# Vaping carries long-term risk of vaporisation 18-06-14



## VapeSnow (2/9/14)

Have a nice laugh!!!!

http://www.thedailymash.co.uk/news/...-long-term-risk-of-vaporisation-2014061887730

Reactions: Like 2 | Funny 7


----------



## Smoke187 (2/9/14)

that brings a whole new meaning to"just going to get a pack of cigs from the shop down the road" ...


----------



## Yiannaki (2/9/14)

My favourite line 



> completely vapourises the body and leaves only a pair of smoking shoes.


----------



## Imthiaz Khan (2/9/14)

Lol, this is a totally dumb-ass article  Worst part is that some people will actually believe it.


----------



## VapeSnow (2/9/14)

Imthiaz Khan said:


> Lol, this is a totally dumb-ass article  Worst part is that some people will actually believe it.

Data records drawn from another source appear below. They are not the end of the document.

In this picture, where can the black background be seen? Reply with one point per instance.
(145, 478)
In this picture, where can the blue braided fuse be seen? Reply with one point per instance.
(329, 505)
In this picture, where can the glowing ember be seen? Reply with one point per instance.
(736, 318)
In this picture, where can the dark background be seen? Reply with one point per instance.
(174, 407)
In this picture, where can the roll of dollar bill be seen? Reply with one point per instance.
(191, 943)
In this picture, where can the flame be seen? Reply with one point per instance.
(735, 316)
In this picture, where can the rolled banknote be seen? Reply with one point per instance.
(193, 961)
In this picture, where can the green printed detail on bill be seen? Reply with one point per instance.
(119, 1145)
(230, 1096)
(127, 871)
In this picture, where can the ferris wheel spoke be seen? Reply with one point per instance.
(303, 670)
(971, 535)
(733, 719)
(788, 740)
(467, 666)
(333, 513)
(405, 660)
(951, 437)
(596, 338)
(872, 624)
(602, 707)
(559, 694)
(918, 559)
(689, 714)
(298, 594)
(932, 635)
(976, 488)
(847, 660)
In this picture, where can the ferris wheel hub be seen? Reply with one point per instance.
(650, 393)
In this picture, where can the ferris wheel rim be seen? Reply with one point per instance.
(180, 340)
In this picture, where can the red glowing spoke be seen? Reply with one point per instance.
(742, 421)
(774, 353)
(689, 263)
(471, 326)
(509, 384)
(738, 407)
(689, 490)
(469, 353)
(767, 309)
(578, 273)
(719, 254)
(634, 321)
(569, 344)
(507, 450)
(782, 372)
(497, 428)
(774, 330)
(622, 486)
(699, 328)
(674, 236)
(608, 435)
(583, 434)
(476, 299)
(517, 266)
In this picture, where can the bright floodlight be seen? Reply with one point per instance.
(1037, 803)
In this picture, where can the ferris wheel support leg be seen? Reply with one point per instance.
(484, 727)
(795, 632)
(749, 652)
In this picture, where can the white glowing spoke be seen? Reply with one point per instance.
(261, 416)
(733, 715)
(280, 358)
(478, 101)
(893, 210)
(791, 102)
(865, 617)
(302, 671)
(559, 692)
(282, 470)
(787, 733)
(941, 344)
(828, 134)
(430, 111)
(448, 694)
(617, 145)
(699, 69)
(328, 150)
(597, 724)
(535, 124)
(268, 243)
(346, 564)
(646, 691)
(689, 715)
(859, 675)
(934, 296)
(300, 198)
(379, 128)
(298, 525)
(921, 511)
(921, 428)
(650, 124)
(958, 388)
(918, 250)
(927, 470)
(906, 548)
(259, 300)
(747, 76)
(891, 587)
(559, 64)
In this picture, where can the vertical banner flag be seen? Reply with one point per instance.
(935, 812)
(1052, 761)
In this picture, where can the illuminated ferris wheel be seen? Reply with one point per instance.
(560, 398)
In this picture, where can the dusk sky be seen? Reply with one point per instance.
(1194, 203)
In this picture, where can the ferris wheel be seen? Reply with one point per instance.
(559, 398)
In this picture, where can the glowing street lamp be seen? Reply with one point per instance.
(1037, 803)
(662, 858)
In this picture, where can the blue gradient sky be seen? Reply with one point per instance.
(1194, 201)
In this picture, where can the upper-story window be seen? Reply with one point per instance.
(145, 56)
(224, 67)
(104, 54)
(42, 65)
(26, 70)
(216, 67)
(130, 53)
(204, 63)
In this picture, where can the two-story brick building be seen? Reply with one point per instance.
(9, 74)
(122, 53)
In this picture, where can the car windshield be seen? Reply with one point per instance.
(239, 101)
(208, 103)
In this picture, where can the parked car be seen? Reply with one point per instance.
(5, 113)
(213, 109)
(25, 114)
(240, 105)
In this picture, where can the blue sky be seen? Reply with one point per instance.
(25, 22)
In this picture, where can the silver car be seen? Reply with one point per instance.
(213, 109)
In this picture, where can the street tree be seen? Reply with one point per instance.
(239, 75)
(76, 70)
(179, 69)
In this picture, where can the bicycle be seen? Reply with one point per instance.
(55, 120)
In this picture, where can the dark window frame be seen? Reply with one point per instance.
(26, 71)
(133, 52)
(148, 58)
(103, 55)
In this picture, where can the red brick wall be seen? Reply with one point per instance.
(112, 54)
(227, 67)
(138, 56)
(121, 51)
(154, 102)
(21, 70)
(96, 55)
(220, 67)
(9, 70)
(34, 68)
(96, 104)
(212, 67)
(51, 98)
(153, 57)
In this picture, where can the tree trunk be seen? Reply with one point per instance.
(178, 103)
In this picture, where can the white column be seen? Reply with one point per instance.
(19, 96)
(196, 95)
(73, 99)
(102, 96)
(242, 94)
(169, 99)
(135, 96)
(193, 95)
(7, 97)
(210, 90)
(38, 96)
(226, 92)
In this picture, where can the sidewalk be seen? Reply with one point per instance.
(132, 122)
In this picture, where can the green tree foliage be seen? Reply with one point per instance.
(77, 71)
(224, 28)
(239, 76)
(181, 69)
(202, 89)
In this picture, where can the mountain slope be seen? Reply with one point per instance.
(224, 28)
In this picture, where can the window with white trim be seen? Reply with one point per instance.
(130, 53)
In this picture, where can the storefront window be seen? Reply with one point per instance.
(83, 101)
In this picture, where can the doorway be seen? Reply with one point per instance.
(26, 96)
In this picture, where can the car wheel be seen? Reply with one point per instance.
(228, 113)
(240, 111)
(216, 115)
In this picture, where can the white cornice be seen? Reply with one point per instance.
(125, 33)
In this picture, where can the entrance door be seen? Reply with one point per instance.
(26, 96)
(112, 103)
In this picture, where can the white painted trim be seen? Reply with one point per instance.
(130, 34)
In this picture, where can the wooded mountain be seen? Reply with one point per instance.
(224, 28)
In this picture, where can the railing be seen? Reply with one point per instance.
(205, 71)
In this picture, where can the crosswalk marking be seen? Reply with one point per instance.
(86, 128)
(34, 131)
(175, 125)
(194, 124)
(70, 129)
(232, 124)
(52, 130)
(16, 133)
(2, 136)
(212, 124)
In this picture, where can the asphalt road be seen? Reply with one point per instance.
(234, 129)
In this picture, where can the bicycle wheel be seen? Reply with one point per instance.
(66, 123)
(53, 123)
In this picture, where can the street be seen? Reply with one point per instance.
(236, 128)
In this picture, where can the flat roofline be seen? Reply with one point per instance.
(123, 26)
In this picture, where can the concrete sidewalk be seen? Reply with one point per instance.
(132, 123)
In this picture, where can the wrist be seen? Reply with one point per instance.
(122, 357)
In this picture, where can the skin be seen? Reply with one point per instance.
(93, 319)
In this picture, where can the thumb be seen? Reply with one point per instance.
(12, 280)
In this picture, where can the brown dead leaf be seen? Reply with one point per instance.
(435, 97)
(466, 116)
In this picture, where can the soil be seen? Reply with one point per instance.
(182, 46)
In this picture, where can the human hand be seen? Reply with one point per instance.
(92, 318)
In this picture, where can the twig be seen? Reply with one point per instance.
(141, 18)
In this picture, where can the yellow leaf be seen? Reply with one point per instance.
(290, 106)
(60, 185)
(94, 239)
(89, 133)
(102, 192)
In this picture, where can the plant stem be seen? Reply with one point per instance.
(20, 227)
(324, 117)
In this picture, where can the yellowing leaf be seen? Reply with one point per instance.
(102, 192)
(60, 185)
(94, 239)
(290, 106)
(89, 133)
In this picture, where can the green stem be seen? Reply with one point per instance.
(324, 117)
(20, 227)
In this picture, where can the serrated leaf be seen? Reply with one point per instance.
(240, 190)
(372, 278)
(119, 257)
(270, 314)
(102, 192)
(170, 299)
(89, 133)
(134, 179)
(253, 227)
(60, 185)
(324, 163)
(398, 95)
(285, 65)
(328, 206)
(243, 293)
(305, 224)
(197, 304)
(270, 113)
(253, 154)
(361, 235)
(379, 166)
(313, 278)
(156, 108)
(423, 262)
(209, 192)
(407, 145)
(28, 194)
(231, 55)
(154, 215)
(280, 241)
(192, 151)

Hahaha i cant believe that they can actually post K@K like that.


----------



## Marzuq (3/9/14)

VapeSnow said:


> Have a nice laugh!!!!
> 
> http://www.thedailymash.co.uk/news/...-long-term-risk-of-vaporisation-2014061887730


 
LOL. this is a simple 'lets appeal to the stupid people of the world'
its like instant transmission hahahaha


----------



## BansheeZA (3/9/14)

Damn I had a good laugh now thanx for that one. Cheered up my whole day

sent from my telegraph machine using Tapalalk stop


----------